Les subventions à court terme « ne peuvent à elles seules » assurer la viabilité de l’infrastructure nécessaire à un projet qui s’étalera sur 50 ans, explique Claude Laberge, fondateur et conseiller scientifique de Cartagène. Il estime cependant que la feuille de route du projet à ce jour – conception des questionnaires et des mesures de protection des renseignements personnels, collecte de renseignements et d’échantillons biologiques auprès des participants, conception de logiciels, formation du personnel infirmier et d’autres intervenants et harmonisation des efforts avec ceux d’autres groupes de recherche canadiens et étrangers – peut servir de base solide à l’obtention de fonds pour la phase B. C’est d’ailleurs une des raisons qui a motivé Cartagène à organiser un débat public sur ses travaux en décembre dernier à Montréal. Des dizaines de partenaires de recherche, de représentants des gouvernements, de journalistes et de participants à l’étude y ont pris part. « Nous étions là pour répondre à leurs questions », souligne Dr Laberge.

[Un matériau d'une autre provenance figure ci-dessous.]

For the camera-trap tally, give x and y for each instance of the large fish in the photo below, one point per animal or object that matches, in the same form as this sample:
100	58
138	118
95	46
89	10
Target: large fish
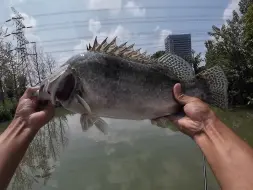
118	82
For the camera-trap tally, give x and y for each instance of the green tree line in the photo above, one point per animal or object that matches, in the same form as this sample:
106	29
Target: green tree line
16	76
231	47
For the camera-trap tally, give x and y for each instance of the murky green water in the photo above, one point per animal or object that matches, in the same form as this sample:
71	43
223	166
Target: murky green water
134	156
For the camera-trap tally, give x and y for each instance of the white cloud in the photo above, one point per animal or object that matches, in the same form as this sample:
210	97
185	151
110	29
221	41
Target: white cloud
228	12
163	34
104	4
135	9
95	27
16	2
30	21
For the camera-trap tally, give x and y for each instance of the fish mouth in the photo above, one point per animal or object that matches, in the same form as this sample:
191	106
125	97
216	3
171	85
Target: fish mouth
58	87
65	88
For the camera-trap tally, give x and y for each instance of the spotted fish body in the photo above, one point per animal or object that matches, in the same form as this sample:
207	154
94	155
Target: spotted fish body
117	82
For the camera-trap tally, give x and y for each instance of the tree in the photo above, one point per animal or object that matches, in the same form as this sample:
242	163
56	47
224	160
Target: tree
195	61
229	50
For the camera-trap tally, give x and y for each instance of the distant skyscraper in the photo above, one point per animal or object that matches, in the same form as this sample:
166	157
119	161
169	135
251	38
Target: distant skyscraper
179	44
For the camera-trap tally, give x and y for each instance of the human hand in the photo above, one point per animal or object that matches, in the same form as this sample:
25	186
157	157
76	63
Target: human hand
197	117
27	110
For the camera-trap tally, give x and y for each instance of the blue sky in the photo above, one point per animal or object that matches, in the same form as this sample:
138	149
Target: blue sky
145	23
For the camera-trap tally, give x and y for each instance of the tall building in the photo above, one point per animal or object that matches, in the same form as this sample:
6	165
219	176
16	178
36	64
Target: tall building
179	44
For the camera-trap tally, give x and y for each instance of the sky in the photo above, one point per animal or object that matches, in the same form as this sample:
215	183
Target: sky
64	28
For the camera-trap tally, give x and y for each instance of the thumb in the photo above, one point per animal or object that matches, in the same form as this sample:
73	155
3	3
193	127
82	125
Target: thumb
180	97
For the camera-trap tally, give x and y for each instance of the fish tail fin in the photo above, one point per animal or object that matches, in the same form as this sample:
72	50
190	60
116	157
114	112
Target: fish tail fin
101	125
88	121
217	86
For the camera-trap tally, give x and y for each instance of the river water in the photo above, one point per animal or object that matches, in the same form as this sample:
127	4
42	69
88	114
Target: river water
133	156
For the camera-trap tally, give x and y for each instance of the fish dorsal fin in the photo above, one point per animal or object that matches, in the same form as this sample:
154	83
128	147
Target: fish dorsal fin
177	65
124	51
102	45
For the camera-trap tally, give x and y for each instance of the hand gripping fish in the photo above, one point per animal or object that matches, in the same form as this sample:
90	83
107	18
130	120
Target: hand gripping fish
119	82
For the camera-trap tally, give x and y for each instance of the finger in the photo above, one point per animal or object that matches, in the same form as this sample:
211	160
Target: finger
180	97
45	115
29	93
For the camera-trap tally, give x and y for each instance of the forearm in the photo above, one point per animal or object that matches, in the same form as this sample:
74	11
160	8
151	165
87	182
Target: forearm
14	142
230	158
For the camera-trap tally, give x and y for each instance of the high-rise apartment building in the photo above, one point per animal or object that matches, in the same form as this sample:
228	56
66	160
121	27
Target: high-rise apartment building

Étant donné toute les leçons tirées de l’étape de préparation et de la première partie 
de la phase A, « les 30 000 prochains [dossiers de participants] coûteront beaucoup moins cher à produire que les 20 000 premiers, car nous possédons maintenant l’équipement, le logiciel, la base de données et la biobanque à Chicoutimi », estime Dr Laberge.

Le partenariat canadien Espoir pour demain devrait financer les entrevues de suivi auprès des participants à compter de 2011. Cartagène a demandé un financement supplémentaire à Génome Canada et à Génome Québec pour la phase B, mais aucune annonce de subvention n’a été faite jusqu’à maintenant.